MLA for Cape Breton The Lakes
- In office 1999–2003
- Preceded by: Helen MacDonald
- Succeeded by: riding dissolved

Personal details
- Born: July 19, 1954 Bras d'Or, Nova Scotia, Canada
- Died: October 12, 2021 (aged 67) Bras d'Or, Nova Scotia, Canada
- Party: Liberal (1999–2003) Independent (2003)

= Brian Boudreau =

Canadian politician (1954–2021)

Brian Vincent Boudreau (July 19, 1954 – October 12, 2021) was a Canadian politician. He represented the electoral district of Cape Breton The Lakes in the Nova Scotia House of Assembly from 1999 to 2003. He was a member of the Nova Scotia Liberal Party.

==Early life and municipal politics==
Born in 1954 at Bras d'Or, Nova Scotia, Boudreau served as a municipal councilor in Cape Breton County. In 1995, following municipal amalgamation, Boudreau was elected to council for the newly formed Cape Breton Regional Municipality, where he served as deputy mayor.

==Provincial politics==
Boudreau entered provincial politics in the 1999 election, defeating New Democrat incumbent Helen MacDonald by 101 votes in the Cape Breton The Lakes riding.

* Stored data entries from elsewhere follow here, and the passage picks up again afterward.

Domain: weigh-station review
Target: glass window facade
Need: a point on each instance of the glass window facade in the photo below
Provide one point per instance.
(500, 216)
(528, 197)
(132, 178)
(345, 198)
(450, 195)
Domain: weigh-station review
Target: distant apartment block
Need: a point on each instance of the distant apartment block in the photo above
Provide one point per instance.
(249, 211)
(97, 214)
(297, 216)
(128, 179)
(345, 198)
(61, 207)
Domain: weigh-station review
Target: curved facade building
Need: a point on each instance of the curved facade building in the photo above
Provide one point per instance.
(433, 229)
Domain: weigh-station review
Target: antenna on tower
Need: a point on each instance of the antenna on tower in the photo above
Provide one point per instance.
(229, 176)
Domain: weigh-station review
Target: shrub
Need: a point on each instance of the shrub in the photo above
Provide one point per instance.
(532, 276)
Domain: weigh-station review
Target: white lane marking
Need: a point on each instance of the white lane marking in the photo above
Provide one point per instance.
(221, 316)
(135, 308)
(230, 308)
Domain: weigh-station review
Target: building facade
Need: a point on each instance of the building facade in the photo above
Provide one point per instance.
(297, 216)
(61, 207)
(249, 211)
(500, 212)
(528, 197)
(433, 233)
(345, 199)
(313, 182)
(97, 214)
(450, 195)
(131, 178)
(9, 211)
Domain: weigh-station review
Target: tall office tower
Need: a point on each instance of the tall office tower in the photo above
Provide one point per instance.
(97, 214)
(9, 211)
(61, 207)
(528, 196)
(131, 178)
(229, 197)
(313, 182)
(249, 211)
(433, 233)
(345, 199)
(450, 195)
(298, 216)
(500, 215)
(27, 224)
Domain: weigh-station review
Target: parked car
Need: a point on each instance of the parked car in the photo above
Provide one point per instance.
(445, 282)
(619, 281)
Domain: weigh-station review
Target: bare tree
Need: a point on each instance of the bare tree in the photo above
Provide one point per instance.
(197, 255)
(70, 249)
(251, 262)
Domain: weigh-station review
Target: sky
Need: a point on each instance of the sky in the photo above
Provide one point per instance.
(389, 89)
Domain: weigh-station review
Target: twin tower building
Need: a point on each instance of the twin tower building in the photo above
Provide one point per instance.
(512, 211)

In 2002, Boudreau's riding was eliminated following redistribution and he announced his intention to seek the Liberal nomination in the new Victoria-The Lakes riding. On March 29, 2003, Boudreau was defeated for the nomination by Victoria County Warden Gerald Sampson. On April 2, Boudreau quit the Liberal caucus to sit as an independent. On April 14, Boudreau announced that he would seek re-election in the 2003 election, running as an independent candidate in Victoria-The Lakes. On election night, Sampson won the seat, defeating Progressive Conservative Keith Bain by 248 votes, with Boudreau finishing fourth. He died on October 12, 2021, at the age of 67.